De la Coupe du monde 98 à l’Olympique de Marseille, Nathalie Nénon-Zimmermann est depuis quelques mois directrice générale adjointe, chargée du marketing et des revenus du club marseillais. Pour Made in Marseille, elle revient sur son parcours, sa vie et sur l’un de ses projets phares : hisser l’équipe féminine de l’OM en D1.

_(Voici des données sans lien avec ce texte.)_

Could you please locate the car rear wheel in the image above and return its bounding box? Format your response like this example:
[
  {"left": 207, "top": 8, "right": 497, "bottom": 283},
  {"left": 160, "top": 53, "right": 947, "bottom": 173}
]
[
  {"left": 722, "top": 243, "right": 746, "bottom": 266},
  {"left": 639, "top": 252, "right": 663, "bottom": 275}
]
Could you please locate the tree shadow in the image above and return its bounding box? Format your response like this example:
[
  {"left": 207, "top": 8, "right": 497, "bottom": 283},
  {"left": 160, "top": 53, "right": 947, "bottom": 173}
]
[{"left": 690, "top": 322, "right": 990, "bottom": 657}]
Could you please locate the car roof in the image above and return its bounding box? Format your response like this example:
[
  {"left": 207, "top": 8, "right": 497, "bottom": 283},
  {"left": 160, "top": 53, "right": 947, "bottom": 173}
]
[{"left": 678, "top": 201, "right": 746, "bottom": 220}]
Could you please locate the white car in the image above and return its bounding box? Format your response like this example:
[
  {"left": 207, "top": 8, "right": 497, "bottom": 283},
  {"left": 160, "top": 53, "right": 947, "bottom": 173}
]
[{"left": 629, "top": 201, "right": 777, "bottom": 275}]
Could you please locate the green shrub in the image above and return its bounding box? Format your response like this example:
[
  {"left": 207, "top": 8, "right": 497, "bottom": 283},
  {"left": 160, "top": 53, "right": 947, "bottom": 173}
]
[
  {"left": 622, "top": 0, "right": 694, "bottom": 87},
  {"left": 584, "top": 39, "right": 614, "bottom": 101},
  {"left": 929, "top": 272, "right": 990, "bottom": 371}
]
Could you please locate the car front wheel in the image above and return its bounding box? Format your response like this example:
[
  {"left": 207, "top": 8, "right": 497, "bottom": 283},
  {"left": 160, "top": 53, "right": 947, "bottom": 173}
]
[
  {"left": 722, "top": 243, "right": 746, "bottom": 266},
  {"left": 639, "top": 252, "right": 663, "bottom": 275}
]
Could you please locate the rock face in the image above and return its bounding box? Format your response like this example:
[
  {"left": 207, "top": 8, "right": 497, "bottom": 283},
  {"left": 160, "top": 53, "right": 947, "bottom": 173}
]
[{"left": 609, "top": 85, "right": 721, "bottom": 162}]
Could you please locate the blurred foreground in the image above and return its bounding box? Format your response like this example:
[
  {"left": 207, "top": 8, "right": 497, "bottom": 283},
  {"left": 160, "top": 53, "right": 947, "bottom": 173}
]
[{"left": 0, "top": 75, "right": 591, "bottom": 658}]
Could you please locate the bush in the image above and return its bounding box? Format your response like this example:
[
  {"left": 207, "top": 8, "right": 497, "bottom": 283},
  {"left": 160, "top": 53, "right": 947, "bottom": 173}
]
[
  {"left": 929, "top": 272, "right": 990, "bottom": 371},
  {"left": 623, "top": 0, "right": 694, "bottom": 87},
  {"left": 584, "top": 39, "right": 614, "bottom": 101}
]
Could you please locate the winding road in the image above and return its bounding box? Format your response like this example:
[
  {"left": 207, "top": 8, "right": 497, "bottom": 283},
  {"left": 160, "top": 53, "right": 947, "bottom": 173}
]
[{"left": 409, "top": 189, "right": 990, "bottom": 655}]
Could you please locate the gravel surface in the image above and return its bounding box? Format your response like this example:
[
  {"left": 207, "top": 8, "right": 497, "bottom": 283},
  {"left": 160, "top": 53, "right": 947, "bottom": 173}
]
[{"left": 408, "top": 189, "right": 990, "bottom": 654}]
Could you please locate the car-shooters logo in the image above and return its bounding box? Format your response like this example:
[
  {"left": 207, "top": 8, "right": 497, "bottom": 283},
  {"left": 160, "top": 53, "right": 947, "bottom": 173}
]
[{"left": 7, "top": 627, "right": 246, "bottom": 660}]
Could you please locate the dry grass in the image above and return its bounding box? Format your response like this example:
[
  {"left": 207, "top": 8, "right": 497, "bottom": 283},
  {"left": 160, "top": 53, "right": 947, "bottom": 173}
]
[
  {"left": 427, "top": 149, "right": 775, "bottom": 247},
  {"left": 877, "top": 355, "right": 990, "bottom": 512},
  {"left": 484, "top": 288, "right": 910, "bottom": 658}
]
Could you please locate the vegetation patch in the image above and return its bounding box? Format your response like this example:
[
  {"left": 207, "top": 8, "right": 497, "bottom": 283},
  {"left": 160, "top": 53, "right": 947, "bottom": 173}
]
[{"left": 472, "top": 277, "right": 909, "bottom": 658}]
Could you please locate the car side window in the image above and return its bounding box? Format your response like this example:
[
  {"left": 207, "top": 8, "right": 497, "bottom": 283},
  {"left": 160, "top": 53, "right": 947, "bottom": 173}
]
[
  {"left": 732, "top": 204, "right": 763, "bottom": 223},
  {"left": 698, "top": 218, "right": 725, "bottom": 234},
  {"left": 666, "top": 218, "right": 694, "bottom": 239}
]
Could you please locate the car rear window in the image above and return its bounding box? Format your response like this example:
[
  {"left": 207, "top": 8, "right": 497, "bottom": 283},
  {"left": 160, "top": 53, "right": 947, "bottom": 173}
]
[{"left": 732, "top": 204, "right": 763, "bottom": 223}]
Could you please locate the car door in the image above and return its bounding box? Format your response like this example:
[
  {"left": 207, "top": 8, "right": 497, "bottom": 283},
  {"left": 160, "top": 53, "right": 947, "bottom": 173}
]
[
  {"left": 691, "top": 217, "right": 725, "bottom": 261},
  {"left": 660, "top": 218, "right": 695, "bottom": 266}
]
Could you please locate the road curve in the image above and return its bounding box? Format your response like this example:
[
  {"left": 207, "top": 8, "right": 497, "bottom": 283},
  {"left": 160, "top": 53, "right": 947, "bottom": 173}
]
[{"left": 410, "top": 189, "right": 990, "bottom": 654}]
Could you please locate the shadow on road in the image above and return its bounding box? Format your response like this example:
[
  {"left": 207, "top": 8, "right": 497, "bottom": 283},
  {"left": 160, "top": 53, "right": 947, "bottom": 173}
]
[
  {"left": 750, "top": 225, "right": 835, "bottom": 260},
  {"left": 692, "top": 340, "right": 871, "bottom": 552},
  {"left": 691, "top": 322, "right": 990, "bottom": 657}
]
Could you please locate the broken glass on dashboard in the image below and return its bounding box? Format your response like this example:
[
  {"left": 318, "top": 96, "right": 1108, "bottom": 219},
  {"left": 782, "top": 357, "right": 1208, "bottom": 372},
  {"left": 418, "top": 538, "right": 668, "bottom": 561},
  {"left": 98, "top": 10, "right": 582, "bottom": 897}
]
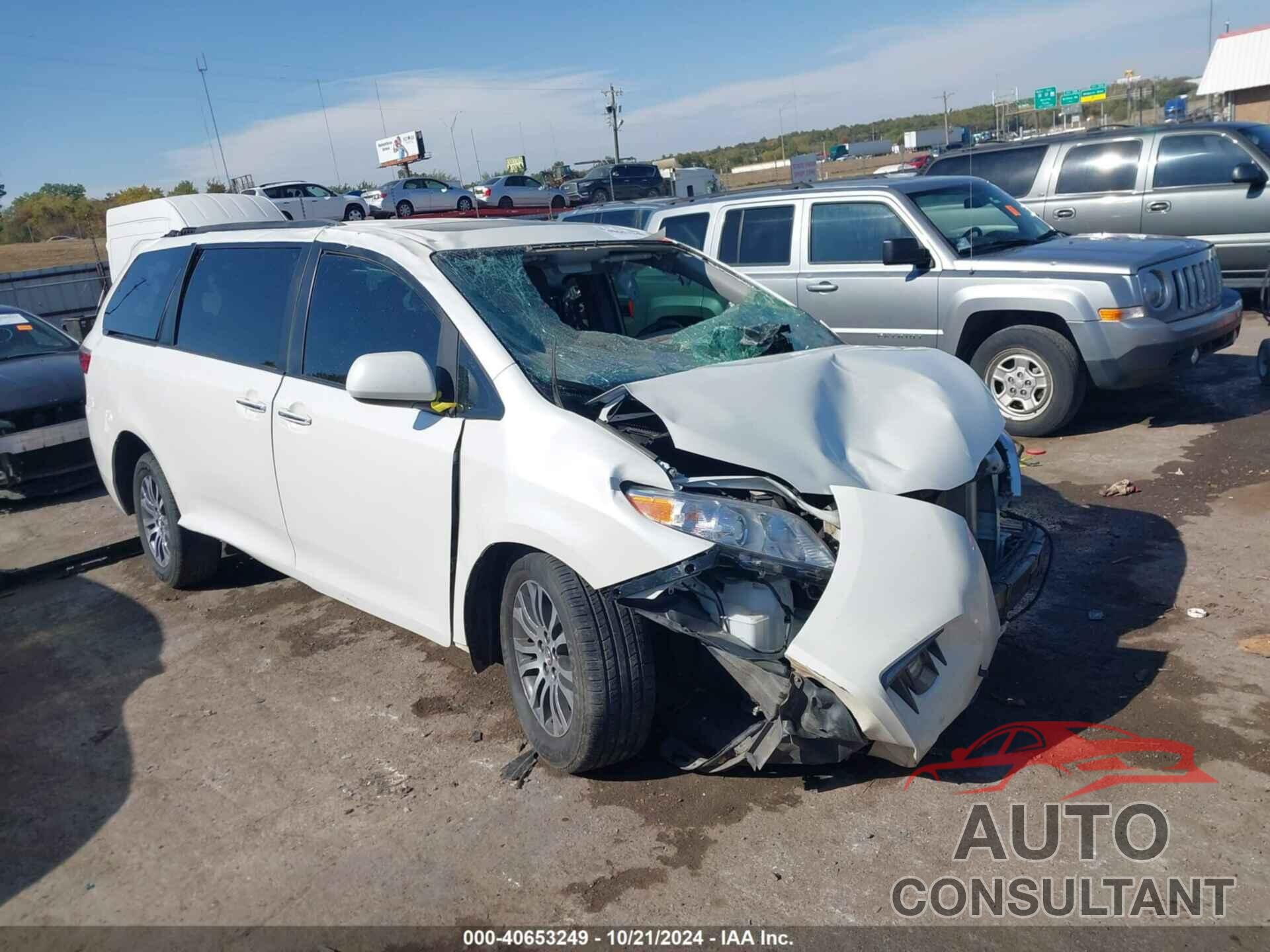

« Je suis une femme d’abord et je le revendique ». Releveuse de défis, agitatrice d’idées, disrupteuse, investisseuse, leader, mentor… Nathalie Nénon-Zimmermann se qualifie volontiers de femme aux multiples facettes. Depuis l’été dernier, elle occupe la fonction de directrice générale adjointe, chargée du marketing et des revenus de l’Olympique de Marseille. Elle qui rêvait de vivre dans la cité phocéenne depuis très longtemps a embrassé « ce défi d’un coup. J’ai pris un logement à Marseille. J’ai fait déménager mon fils de 16 ans. Je ne suis pas venue à l’essai. Je suis venue », dit-elle, droit au but.
Lorsqu’elle est « chassée » pour ce poste, comme on dit dans le jargon des recruteurs, Nathalie comptait raccrocher. « J’avais décidé d’arrêter le marketing sportif pour me lancer dans la création d’une école de plomberie et d’électricité ». Profondément attachée aux valeurs de transmission, elle souhaitait mener ce projet, « car en France, nous avons un problème sur la valorisation des métiers manuels ».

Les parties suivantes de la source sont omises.